Зараки выхватил Нозараши и зло рубанул воздух.
– Он где-то здесь, – процедил сквозь зубы. – И, мать его, до чего ж поганая мразь! Никакого удовольствия драться с таким, даже с его-то рейяцу!
– Точно, – Юмичика повел плечами. – Она такая уродливая…
– А мне плевать, – напрямик заявил Иккаку. – Если вы позволите, капитан, я сам снесу ему башку!
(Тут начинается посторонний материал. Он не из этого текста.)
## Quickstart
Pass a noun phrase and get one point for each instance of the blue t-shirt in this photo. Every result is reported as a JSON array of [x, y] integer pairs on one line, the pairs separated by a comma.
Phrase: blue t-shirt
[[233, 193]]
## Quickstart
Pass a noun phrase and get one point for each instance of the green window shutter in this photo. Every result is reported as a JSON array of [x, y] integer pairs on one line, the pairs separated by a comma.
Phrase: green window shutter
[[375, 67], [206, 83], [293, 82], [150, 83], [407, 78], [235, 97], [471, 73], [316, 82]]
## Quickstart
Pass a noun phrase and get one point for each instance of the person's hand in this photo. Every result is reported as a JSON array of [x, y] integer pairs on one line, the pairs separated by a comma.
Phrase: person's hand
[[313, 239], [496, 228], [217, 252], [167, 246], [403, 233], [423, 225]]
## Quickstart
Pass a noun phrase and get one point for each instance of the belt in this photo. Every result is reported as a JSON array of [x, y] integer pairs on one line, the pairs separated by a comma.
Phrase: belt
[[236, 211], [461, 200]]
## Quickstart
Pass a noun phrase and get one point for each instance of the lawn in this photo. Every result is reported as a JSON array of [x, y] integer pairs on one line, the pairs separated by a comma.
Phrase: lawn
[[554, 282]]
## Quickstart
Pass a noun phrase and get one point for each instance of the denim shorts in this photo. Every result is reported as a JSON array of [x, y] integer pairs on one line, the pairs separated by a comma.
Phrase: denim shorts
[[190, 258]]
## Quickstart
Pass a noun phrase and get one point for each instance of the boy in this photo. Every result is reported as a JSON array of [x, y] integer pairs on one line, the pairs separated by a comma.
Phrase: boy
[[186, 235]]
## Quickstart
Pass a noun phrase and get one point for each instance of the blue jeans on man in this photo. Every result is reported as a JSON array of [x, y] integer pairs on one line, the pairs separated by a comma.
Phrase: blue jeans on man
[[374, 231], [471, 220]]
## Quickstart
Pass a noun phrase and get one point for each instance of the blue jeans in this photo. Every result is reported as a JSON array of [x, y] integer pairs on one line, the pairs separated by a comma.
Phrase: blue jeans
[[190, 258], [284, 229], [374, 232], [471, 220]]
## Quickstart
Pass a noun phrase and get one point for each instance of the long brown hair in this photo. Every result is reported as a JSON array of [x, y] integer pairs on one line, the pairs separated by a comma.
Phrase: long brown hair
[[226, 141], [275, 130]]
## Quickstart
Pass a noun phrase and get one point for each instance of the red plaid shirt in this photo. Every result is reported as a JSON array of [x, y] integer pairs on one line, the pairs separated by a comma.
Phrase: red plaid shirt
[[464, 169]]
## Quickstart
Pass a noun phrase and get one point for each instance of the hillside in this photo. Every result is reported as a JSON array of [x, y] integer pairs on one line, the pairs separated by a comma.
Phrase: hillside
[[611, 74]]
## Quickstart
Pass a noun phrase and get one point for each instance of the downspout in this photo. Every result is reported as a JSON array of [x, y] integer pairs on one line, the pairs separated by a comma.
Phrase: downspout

– Не дергайся, – оборвал его Зараки.
Вот-вот должно было окончательно стемнеть. Ветер комком швырнул им в спины ледяные капли, так что Юмичика закашлялся, а оторванный лист с кровли ближнего здания жалобно задребезжал, песня капп стала громче и заунывнее…
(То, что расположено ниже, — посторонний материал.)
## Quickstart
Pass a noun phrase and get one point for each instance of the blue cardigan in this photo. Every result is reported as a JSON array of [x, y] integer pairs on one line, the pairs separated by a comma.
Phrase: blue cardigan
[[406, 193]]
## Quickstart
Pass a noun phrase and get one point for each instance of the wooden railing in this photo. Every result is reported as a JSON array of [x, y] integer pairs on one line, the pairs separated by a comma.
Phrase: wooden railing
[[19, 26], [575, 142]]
Какой-то человек, одетый в небрежно накинутое косоде и босой, торопился мимо. Он то и дело пытался остановиться, шатался, как пьяный, вскрикивал «нет, не хочу!», но продолжал бежать. Иккаку растерянно провел его взглядом.
– Чего это он?
– Зов, – обронил Юмичика. – Помнишь анализ Кучики-тайчо? Этот Пустой использует зов… Эй, ты! – он сделал шаг наперерез человеку и с силой ударил по лбу рукоятью катаны. Человек охнул и осел на раскисшую землю. Юмичика пожал плечами, горделиво выпрямился – и вдруг изменился в лице. – Иккаку! Что с тобой? Иккаку!
– Ты чего? – Иккаку уставился на него. – Совсем сдурел?
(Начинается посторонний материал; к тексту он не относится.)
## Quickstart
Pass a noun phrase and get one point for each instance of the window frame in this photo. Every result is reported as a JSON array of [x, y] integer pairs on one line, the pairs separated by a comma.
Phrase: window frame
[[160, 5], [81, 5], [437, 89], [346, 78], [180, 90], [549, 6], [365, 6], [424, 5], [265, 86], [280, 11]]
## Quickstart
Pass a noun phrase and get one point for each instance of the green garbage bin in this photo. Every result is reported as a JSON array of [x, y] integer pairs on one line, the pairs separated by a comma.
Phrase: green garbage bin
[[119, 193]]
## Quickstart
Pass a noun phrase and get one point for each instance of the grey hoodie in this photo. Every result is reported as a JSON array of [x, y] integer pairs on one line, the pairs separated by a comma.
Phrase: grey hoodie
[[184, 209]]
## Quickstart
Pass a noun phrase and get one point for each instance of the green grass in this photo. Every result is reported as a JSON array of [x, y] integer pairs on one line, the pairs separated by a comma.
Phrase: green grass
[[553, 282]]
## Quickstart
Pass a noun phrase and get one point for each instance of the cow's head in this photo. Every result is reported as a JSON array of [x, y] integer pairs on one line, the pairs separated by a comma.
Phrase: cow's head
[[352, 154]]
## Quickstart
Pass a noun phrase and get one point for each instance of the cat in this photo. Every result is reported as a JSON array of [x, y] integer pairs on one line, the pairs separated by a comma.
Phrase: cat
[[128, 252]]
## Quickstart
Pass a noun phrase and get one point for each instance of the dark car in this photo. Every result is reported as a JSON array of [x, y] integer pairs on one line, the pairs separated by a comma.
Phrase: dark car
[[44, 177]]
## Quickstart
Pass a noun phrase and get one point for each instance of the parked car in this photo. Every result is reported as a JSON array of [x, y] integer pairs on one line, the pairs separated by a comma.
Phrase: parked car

Зараки перехватил Нозараши поудобнее.
– Сам сдурел, – рыкнул он. – Говорят тебе – зов.
Юмичика опомнился и выдохнул. Огляделся.
– Он там, – указал уверенно в темный прогал между домами. – Какая же он пакость. Я своими глазами видел там раненого Иккаку!
– Фигня, – Иккаку задиристо, раскачиваясь на бедрах, прошел мимо Юмичики в тесный проулок. – Не родилась еще Пустая шваль, которая сможет меня ранить!
Зараки сделал шаг, чтобы остановить его, но почему-то медлил.
– Иккаку, – окликнул Юмичика, сильно встревожившись. Силуэт Иккаку уже скрылся в вечерней мгле, так что только дождь шелестел да шлепали шаги по лужам, – и вдруг этот шелест заглушил рев.
– Юмичика! А-а-а!
Зараки и Юмичика бросились в проулок, а Иккаку продолжал реветь от ярости и горя. К крикам добавились удары и свист рассекаемого клинком воздуха, а потом и выкрик: – Банкай!
Зараки хмыкнул, притормозив. Юмичика пробежал несколько шагов ближе.
– Иккаку, я с тобой, – закричал он. – Держись! Он сзади!
Рассмотреть чудовище не было никакой возможности – оно было просто сгустком мрака, в котором изредка поблескивали то глаза, то комья свалявшейся шерсти, то клыки. Иккаку резко обернулся, всаживая клинки Хозукимару в тушу врага, но они провалились в пустоту. Мрак рассеялся.
– Юмичика, – он вздохнул с облегчением. – Так ты жив? А кто же был…
– Тебе же сказано, что он наводит морок! Ну вот, а теперь он удрал…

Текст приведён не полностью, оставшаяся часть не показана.